The move seems to be part of eBay's maturation. As it becomes less of an Internet start-up and move of a established business, the San Jose, California, company has been implementing systems and policies to keep it from running afoul of the law, if not community standards.
eBay spokesman Kevin Pursglove said the company had been considering the action for several months and made its decision because of the complications involved in interstate sales of tobacco and alcohol. What might be a legal sale in one state could be illegal in another, Pursglove said; and eBay users could commit a felony without realizing it.
"As a general rule, these laws are just so complex and contradictory, that we just decided that in the best interest of our users to prevent that situation from ever occurring," he said.
Pursglove said he was not aware of any tobacco or alcohol sale on eBay that had prompted a response from authorities.
He also said that alcohol and tobacco sales make up a small percentage of eBay's gross merchandise sales, but declined to state the percentage.
Andrea Williams, a research analyst at E*Offering, said that in eBay's calculations, the potential risks of continuing to have alcohol and tobacco products for sale on its site probably outweighed any possible benefits of keeping or regulating the sales. If a child were to buy alcohol or tobacco through the site, the company would suffer a "public relations disaster," Williams said.

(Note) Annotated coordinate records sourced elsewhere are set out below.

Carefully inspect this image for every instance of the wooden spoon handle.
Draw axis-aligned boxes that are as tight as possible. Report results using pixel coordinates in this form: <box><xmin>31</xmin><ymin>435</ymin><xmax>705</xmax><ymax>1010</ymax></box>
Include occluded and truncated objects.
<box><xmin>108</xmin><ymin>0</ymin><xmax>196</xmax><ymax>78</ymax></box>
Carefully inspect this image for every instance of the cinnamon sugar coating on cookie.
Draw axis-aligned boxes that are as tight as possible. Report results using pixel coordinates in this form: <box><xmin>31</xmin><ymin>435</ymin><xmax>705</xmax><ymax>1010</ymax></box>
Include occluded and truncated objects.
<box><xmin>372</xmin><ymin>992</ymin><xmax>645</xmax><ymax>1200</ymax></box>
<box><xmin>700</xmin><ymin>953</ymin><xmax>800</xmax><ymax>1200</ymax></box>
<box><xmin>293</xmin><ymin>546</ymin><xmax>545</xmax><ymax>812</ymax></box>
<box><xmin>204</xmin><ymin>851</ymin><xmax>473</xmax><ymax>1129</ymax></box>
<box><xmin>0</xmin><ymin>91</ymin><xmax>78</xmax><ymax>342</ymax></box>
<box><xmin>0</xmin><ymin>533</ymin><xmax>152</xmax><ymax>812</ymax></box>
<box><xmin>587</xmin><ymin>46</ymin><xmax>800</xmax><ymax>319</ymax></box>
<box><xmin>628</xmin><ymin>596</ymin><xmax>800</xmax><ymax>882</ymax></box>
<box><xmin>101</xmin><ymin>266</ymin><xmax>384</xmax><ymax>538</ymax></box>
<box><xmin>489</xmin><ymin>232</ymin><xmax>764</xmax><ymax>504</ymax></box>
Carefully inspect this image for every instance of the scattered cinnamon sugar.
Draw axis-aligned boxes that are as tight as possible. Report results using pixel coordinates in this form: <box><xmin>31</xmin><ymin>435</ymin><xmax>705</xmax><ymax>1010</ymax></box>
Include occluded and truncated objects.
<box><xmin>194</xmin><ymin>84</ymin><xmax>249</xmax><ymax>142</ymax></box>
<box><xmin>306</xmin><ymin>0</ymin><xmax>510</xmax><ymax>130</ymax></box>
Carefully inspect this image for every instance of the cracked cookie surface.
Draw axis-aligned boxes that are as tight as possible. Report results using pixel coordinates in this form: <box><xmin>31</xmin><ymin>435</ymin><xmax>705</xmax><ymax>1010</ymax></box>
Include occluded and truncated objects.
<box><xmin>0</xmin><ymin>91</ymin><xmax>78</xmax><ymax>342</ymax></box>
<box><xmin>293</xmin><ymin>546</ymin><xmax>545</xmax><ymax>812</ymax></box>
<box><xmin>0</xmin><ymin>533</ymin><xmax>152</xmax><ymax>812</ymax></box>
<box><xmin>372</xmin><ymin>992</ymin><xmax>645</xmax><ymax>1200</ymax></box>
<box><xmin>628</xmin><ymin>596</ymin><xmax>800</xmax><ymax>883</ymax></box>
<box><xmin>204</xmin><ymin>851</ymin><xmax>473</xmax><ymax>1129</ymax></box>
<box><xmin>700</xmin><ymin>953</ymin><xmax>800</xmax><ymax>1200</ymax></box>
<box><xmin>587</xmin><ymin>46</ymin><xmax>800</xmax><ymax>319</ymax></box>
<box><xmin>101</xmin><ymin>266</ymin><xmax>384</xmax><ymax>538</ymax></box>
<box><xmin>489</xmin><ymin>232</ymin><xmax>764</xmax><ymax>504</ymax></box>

"It was probably easier to ban it," she said.
Despite the new restrictions, eBay still permits sales on other controversial items, such as pornography. Although Pursglove said the laws are clearer on pornography, Williams said she was surprised that the company still allowed sales of such material. As Internet companies like eBay mature, they have become more their offline counterparts, she said.
"The loosey-goosey days of the first couple of years give way to companies that have to be run like businesses," Williams said. "That means fewer freedoms and more rules and regulations."
One eBay user spoke out against the policy, accusing the company of trying to control classes of auctions while masquerading as a "venue" where users can freely buy and sell.
"It's amazing how eBay constantly preaches 'only a venue' and then bans a class of items because they can't 'control' the sales of it," wrote "Johnpauljones" in a post to AuctionWatch. "They are talking out of both sides of their mouths again. ...It brings them closer and closer to a lawsuit."
But while eBay users have responded tepidly thus far, it comes at a time when the company seems to be walking on thin ice with many customers. Furious over the auction site's repeated outages as well as previous policy innovations, many eBay users have taken to skewering the company both on the company's own message boards and on outside boards like those at AuctionWatch.
Last month, for example, eBay modified an announced policy on reserve auctions after protests from users. Reserve auctions are a type of auction format in which sellers refuse to sell an item unless bidding on it reaches a pre-set or reserve price.
Many users have also moved some or all of their listings to other Internet auction sites like those on Yahoo and Amazon. However, neither Amazon nor Yahoo has been able to match eBay's number and breadth of listings.